This is a good week to be thinking about risk. A string of natural disasters in the Americas and a potential man-made catastrophe in Asia coincide with the anniversaries of two events that caught us napping in years past. None of us will forget this week 16 years ago, when the twin towers were brought down. Meanwhile, on Thursday, we will mark 10 years since the queues of savers built up outside Northern Rock.

These events represent different kinds of risk. Some are acts of God while others are examples of human stupidity, greed or evil. But they are also distinguishable according to Donald Rumsfeld’s famous categorisation of knowns and unknowns. The global financial crisis had been brewing for some time when Northern Rock succumbed to the credit crunch, so it was a kind of a known unknown. The same could be said of North Korea – we don’t know how the crisis will end but no one can be surprised if something bad does happen.

In contrast, last week’s Mexican earthquake and the 9/11 attacks were unknown unknowns. They came out of the blue. Given the predictability of the Atlantic hurricane season and the skill of meteorologists, Harvey and Irma probably started as known unknowns but, as they approached landfall, they became very much known knowns.

We should probably be better at identifying and measuring risk than we are. The re-insurance industry is this week counting the cost of its propensity to underestimate bad outcomes. The queue of weather events lining up to batter the Caribbean and US this autumn confirms that underwriters have been too sanguine about catastrophe risks.

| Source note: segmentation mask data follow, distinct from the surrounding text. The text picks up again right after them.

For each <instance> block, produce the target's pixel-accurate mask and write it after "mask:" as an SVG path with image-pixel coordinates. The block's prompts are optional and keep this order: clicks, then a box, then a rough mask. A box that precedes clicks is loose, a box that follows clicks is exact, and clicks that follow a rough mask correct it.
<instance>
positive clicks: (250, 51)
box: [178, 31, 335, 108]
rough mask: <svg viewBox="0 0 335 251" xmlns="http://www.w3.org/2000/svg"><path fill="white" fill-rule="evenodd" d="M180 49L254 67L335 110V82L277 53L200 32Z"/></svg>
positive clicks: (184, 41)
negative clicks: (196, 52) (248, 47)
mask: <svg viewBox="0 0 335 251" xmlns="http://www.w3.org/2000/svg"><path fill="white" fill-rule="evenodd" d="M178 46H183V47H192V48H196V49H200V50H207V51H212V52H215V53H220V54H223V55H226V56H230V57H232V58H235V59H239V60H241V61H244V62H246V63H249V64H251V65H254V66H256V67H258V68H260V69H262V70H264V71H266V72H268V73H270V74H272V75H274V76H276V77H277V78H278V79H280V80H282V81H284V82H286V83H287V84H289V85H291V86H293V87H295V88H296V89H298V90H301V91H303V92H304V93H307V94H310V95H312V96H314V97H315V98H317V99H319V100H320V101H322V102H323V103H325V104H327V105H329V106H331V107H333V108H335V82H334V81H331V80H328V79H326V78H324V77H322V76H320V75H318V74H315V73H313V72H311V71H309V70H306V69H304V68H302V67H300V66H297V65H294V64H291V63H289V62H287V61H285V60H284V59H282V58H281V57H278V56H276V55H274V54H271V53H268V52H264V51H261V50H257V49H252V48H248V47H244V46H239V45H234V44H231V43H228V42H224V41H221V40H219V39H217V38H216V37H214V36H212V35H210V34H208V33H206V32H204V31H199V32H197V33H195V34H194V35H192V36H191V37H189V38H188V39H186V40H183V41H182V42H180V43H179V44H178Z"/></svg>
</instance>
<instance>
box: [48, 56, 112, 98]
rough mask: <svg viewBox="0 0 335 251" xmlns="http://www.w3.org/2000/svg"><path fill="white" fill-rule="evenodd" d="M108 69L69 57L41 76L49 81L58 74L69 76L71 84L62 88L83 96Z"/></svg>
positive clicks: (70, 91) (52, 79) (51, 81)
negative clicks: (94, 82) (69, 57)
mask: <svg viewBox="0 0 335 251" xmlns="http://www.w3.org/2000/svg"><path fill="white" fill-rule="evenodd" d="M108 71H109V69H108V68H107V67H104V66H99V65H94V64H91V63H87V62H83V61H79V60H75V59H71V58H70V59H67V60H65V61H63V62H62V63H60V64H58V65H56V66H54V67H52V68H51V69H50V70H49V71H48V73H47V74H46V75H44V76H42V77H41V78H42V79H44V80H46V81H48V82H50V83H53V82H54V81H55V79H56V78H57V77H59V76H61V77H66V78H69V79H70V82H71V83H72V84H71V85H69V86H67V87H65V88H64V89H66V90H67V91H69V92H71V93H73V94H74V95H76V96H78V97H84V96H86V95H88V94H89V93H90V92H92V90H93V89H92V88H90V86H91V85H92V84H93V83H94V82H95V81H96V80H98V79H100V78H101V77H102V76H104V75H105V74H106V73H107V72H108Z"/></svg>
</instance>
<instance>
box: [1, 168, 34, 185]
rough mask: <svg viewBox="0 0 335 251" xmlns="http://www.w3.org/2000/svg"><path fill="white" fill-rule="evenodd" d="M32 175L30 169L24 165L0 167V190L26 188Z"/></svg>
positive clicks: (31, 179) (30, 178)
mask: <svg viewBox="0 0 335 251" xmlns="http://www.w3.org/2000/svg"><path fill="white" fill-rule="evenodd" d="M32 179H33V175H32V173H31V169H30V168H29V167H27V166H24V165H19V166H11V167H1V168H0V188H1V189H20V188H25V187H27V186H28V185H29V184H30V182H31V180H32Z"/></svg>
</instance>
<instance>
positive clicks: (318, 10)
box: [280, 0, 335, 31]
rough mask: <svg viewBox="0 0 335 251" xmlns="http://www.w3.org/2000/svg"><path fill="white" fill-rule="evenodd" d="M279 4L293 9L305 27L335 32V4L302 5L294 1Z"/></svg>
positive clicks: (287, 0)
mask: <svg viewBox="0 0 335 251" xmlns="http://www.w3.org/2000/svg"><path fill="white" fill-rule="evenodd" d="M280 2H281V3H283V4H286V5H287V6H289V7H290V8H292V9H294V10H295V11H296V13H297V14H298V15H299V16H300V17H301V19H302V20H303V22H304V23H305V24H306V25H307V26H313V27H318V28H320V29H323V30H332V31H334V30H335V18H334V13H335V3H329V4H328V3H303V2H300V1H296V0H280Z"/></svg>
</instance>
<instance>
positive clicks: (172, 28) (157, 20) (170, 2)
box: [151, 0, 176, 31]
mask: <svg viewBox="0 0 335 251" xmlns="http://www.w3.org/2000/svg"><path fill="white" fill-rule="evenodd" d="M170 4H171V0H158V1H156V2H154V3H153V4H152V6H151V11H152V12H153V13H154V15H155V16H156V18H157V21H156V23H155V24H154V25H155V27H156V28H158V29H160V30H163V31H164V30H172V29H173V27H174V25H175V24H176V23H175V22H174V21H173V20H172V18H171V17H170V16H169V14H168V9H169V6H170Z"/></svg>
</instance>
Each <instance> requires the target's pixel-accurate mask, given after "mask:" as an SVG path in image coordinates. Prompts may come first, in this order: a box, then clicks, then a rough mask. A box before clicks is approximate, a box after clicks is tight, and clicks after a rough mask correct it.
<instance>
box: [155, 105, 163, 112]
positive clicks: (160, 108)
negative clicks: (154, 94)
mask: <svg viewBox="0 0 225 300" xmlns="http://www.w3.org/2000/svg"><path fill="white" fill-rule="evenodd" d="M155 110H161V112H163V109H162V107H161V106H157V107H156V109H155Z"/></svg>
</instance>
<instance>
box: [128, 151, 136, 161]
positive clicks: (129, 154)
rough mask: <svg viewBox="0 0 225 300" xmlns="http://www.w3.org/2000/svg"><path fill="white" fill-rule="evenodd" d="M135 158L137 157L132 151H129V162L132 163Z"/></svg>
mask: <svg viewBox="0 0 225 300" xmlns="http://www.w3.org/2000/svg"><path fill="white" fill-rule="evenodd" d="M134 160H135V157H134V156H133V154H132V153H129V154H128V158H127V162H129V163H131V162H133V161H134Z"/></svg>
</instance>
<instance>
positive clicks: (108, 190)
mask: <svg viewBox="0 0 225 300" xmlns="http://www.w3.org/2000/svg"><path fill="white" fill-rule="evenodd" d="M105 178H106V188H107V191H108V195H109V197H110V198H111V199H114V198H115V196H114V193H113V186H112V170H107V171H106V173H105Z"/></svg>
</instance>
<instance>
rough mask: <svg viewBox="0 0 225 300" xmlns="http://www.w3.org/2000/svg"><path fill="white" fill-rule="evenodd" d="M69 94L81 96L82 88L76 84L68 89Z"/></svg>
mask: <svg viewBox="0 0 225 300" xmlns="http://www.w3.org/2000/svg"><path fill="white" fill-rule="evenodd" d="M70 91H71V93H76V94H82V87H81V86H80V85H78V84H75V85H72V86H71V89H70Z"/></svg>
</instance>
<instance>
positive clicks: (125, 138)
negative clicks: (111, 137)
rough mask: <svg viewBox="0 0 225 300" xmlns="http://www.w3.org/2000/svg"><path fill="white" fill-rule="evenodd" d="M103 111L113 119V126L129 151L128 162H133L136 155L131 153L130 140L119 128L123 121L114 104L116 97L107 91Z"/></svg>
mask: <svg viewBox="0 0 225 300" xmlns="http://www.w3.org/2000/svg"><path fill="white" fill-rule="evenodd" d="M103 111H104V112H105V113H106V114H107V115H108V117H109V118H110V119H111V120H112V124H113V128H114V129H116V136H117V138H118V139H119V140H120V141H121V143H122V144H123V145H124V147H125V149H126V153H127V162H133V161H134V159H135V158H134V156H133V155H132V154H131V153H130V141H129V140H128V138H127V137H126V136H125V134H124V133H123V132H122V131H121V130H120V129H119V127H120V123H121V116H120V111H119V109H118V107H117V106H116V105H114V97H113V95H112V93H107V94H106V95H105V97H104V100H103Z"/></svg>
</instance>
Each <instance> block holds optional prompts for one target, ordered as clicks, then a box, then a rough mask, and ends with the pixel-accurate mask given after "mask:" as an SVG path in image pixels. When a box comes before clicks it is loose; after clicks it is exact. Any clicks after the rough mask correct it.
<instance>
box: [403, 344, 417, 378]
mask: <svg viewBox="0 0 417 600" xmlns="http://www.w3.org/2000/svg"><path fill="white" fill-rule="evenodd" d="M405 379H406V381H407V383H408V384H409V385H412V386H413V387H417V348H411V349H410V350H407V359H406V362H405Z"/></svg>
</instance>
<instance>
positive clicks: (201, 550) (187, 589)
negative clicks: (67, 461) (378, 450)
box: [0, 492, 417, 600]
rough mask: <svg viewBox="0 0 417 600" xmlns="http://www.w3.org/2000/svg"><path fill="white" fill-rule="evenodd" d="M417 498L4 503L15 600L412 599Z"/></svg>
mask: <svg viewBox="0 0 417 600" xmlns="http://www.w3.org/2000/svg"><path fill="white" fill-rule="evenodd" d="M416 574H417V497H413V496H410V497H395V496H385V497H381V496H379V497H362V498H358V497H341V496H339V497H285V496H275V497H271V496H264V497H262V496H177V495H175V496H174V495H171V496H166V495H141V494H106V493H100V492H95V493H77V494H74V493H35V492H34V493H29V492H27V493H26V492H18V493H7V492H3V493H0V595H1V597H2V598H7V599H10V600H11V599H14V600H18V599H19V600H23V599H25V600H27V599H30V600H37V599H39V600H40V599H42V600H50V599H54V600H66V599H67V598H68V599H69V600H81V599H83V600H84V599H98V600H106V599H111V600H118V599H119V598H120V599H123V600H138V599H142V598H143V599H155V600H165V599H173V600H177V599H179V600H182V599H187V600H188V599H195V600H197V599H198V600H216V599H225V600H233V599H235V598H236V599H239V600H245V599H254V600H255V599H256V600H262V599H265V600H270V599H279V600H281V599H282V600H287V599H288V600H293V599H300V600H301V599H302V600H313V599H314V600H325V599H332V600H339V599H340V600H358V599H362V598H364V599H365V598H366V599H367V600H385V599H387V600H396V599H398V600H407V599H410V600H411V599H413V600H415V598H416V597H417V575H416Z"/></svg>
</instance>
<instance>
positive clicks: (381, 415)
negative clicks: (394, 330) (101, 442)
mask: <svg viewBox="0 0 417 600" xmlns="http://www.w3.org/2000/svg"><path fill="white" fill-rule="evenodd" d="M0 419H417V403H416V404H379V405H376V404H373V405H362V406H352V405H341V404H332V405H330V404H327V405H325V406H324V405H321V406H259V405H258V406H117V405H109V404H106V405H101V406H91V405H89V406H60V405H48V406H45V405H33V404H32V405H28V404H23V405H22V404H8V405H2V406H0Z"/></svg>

That same tendency to treat reasonably probable events as ‘black swan’ tail-risks was clearly in evidence in the run up to Northern Rock’s failure a decade ago. Acting as if US house prices could never fall and pretending that people with no jobs or income would not default in significant numbers were acts of criminal complacency.

Surge for ‘safe havens’

On the face of it, investors today are more attuned to the risks we face. Traditional safe havens are increasingly in favour as we look around for a port in the storm. Gold is priced at about $1350 an ounce, close to a 13-month high, having risen by more than 15 per cent since the start of the year. In part, this is a consequence of the weakness of the US dollar, in which the precious metal is priced. But it is also a reflection of bullion’s appeal in times of stress. My mother-in-law, who carried everything she owned from Pakistan to India in 1948, cannot read but to this day she knows the price of gold.

Other safe havens are gaining support as well. Treasury yields were last week standing at their lowest level since the uncertainty following last November’s US presidential election. US Government securities have enjoyed a good old-fashioned investor rotation of stocks into bonds as investors have started to take at least some chips off the table nearly nine years into the equity bull market. Perhaps less predictably, the Japanese yen continues to find support as a safe haven, despite its obvious vulnerability to events in North Korea.

Puzzling, worrying movements

These traditional symptoms of a flight to safety are what you would expect. But a few other movements in financial markets are puzzling and worrying in equal measure.

The first is the US Treasury bill market. This is supposed to be the most predictable and boring element of government funding. It’s a super safe place to park your cash in return for a commensurately miserable income. But last week, the US Government had to offer a yield of 1.3 per cent to get a $20 billion issue away. We hadn’t seen this kind of spike since 2008.

It was prompted by fears that the US debt ceiling might not be extended, causing the US Treasury to run out of cash as early as October. In fact, a deal was struck but the volatility in this normally dull-as-dish-water market is a symptom of deeper malaise. Investors are now operating in a world where the normal rules no longer seem to apply. Just as, 10 years ago, the financial world was turned upside down, today everything seems to be in flux – from the weather to geopolitics.

What’s even more curious, however, is the way in which, despite all the angst, some parts of the financial markets are experiencing an unearthly calm. The VIX index, which measures the cost of insuring an investment portfolio against future volatility, is becalmed. Even stranger is the safe haven status that investors have this year attached to technology stocks.

The enthusiasm of investors for tech is a sign of how different this ageing bull market is from previous ones. Today’s narrow leadership reflects a desperate search for predictable growth in an unpredictable world. The performance of the FAANGs – Facebook, Apple, Amazon, Netflix and Google-owner Alphabet – is understandable but it leaves investors vulnerable. Either growth returns and investors switch to cheaper cyclicals, or it doesn’t, in which case the whole market will look overpriced.

What to do

So how should investors position themselves in today’s uncertain world? There is no substitute for diversification, putting together a portfolio of uncorrelated assets. When we looked at the performance of 13 different asset classes over 20 years recently, we found no years in which all assets performed badly at the same time. Even in the most volatile years, like 2001 and 2008, some assets were able to offset the falls elsewhere. There is also no substitute for some cash in a portfolio. It holds its value and it keeps your powder dry.

And finally, I’d recommend a dash of acceptance. We should worry about the risks we can mitigate and accept the ones we can’t.

Tom Stevenson is investment director at Fidelity International.